Three achievements I had so far:

  • Our team has successfully scraped more than 5000 posts from a discourse website.
  • Cleaned and pre-processed the data by removing tags and stopwords, tokenization, lemmatizations.
  • Learned more about the BERT model and how it may be applied to our project.

List of meetings I have joined so far:

  • Weekly team meetings including all the general team meetings, web scraping workshop meetings, and data processing meetings.
  • BERT Webinar(s) by Industry Lead
  • Git Webinars
  • Intro to Python Webinar(s)
  • STEMCast Webinar(s)

Goals of the upcoming week:

  • Successfully use the Bert model to our set of data (5k+ posts).

Task Done:

  • Web Scraping: Scraped data from forum collecting 5000+ posts using Selenium and store the data in a data frame and then converted to csv file.
  • Data Cleaning: Clean data with different methods using the nltk module.
  • Communicated with team along each step of the way.
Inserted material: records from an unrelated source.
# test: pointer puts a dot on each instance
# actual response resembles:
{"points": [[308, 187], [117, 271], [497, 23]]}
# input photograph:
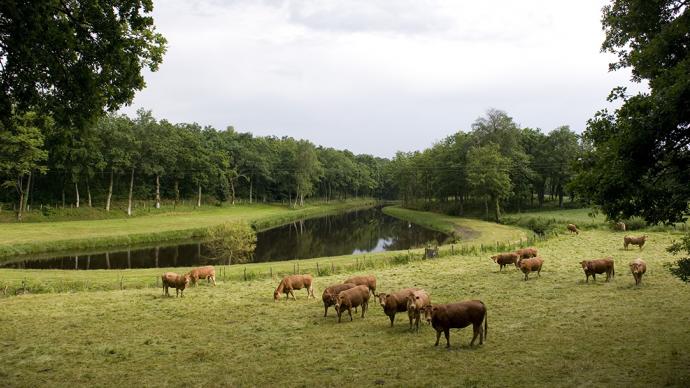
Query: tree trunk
{"points": [[232, 191], [498, 211], [88, 192], [198, 201], [76, 194], [251, 187], [26, 193], [158, 191], [110, 191], [131, 187], [486, 207], [20, 190]]}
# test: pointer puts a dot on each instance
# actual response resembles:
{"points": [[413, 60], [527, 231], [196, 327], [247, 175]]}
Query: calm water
{"points": [[360, 231]]}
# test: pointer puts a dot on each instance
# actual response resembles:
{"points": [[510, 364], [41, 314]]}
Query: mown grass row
{"points": [[553, 330], [38, 238]]}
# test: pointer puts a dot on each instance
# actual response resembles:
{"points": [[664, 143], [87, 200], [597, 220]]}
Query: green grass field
{"points": [[30, 238], [554, 330]]}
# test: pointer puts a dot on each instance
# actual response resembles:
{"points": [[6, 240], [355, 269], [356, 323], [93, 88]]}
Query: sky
{"points": [[378, 76]]}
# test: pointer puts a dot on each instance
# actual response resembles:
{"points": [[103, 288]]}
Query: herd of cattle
{"points": [[355, 292]]}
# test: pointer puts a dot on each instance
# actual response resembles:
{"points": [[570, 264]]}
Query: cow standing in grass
{"points": [[638, 267], [444, 317], [330, 294], [639, 241], [294, 282], [206, 272], [171, 279], [503, 259]]}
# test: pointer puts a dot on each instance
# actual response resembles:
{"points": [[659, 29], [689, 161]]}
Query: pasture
{"points": [[554, 330]]}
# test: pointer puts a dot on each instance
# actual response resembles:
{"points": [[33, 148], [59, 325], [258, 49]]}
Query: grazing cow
{"points": [[294, 282], [396, 302], [526, 253], [530, 265], [638, 267], [416, 303], [368, 280], [444, 317], [639, 241], [504, 259], [207, 272], [330, 295], [171, 279], [353, 297], [599, 266]]}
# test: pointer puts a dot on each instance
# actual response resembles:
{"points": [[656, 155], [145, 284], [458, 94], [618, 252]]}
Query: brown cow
{"points": [[444, 317], [330, 295], [367, 280], [207, 272], [639, 241], [355, 296], [599, 266], [638, 267], [530, 265], [294, 282], [416, 303], [504, 259], [395, 303], [171, 279], [526, 253]]}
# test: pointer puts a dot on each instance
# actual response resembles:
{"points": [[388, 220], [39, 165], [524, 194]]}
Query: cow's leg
{"points": [[475, 332]]}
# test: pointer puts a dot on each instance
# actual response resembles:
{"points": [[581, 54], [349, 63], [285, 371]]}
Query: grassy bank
{"points": [[554, 330], [30, 238], [465, 229]]}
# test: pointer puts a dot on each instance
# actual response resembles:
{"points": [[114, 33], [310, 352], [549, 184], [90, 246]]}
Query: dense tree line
{"points": [[496, 164], [145, 158]]}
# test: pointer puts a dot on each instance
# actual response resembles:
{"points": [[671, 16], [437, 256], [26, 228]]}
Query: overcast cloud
{"points": [[378, 76]]}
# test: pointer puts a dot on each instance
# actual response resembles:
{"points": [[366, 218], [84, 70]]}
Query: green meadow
{"points": [[553, 330]]}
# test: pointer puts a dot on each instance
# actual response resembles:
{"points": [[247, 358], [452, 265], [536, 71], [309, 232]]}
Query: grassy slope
{"points": [[488, 232], [554, 330], [25, 238]]}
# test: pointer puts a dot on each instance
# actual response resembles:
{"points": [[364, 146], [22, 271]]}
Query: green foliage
{"points": [[232, 242], [637, 158], [73, 59]]}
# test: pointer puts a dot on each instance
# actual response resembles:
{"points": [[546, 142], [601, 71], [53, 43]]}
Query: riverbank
{"points": [[35, 238], [465, 230], [138, 337]]}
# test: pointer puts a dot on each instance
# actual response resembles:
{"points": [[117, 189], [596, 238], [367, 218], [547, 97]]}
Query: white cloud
{"points": [[377, 76]]}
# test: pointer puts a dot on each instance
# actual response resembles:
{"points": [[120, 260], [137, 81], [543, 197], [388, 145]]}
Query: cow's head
{"points": [[382, 299]]}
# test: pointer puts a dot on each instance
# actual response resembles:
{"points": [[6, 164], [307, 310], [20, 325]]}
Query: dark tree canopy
{"points": [[639, 159], [72, 59]]}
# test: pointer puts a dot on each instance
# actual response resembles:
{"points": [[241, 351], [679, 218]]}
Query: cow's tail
{"points": [[486, 321]]}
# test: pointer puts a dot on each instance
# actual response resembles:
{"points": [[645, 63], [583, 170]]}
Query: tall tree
{"points": [[73, 59], [22, 154], [639, 158], [487, 172]]}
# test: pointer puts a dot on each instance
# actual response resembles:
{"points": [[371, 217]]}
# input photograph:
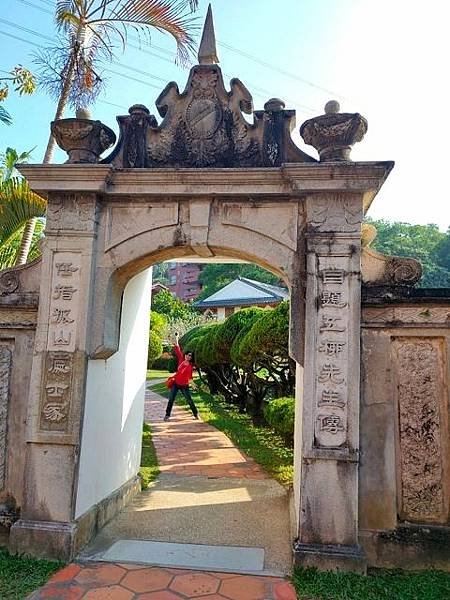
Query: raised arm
{"points": [[178, 352]]}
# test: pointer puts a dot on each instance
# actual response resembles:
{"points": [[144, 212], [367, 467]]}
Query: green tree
{"points": [[17, 205], [22, 81], [215, 276], [158, 324], [155, 348], [423, 242], [89, 30]]}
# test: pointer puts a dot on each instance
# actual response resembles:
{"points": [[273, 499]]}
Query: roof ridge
{"points": [[259, 285]]}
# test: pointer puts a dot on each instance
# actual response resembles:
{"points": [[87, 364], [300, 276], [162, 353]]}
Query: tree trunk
{"points": [[27, 237]]}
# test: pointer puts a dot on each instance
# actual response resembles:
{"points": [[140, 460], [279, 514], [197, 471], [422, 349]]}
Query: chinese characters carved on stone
{"points": [[332, 358]]}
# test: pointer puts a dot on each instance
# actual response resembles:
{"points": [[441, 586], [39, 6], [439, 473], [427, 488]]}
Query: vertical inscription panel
{"points": [[64, 300], [423, 428], [5, 376], [57, 392], [331, 386], [57, 376]]}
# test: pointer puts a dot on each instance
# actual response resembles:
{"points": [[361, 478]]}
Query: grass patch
{"points": [[157, 374], [149, 469], [377, 585], [261, 443], [19, 575]]}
Problems Faced and how they were solved:

  • At first when we scrapped our data, we used a forum that had less than 200 posts. After learning that 5000 posts would work much better for our future tasks, I found a new forum with 5k+ posts that we then used instead
  • Having to scrap that much data did take quite bit of time so I reduced the delay time which I initially used to let the posts download

Self Assessment Week 1-2:

Overview of things I learned:

  • Technical Area: I learned how to do collect data from online community forums through web scraping in python using Beautiful Soup and Selenium. I was then able to save that data and perform preprocessing on it such as lower casing, lemmatization, and tokenization using ntlk. I also learned of other forms of preprocessing.
  • Tools: I learned how to use python in Jupyther notebooks, use Asana, Slack, and the StemAway website for communication and team management. I also learned how to collaborate on a project through GitHub.
  • Soft skills: I learned how to manage time so that I was able to follow along with the material being presented and have adequate amounts of time to practice between meetings. I also was able to communicate with our team through meetings and other forms of communication.

Three Highlights:

  1. Was able to scrap data from multiple different forums and sites alike in order to grab different types and sets of data.
  2. Was able to perform preprocessing on these sets of data including lower casing, lemmatization, and tokenization.
  3. Followed along with the team to learn more about the overall project and skills required.

List of meetings I have joined so far:

  • STEMCast Webinar(s) on Webscraping
  • Our team meetings dealing with team management and workshops covering webscraping, and data cleaning/preprocessing.
  • Git Webinar from our industry lead
  • Intro to Python webinars (3)

Goals of the upcoming week:

  • Become more acquainted with data cleaning and be able to use the knowledge we’ve learned so far to initiate the project.

Task Done:

  • Web Scraping: Using Beautiful Soup and Selenium to gather data from various forums on Discourse.
  • Set up accounts and communications avenues on Slack, Asana, Google Suite, and Github.
  • Data Cleaning/Preprocessing: Used ntlk to lowercase sets of strings, perform tokenization and lemmatization on my collected data.

Issues and How I solved them:

  • For the most part, the webinars/workshops were great in demonstrating how to perform the required web scraping and data processing. Any other issues were mainly due to the slight learning curve of Python, which I wasn’t entirely used to, but having the intro webinars, as well as own research has helped greatly.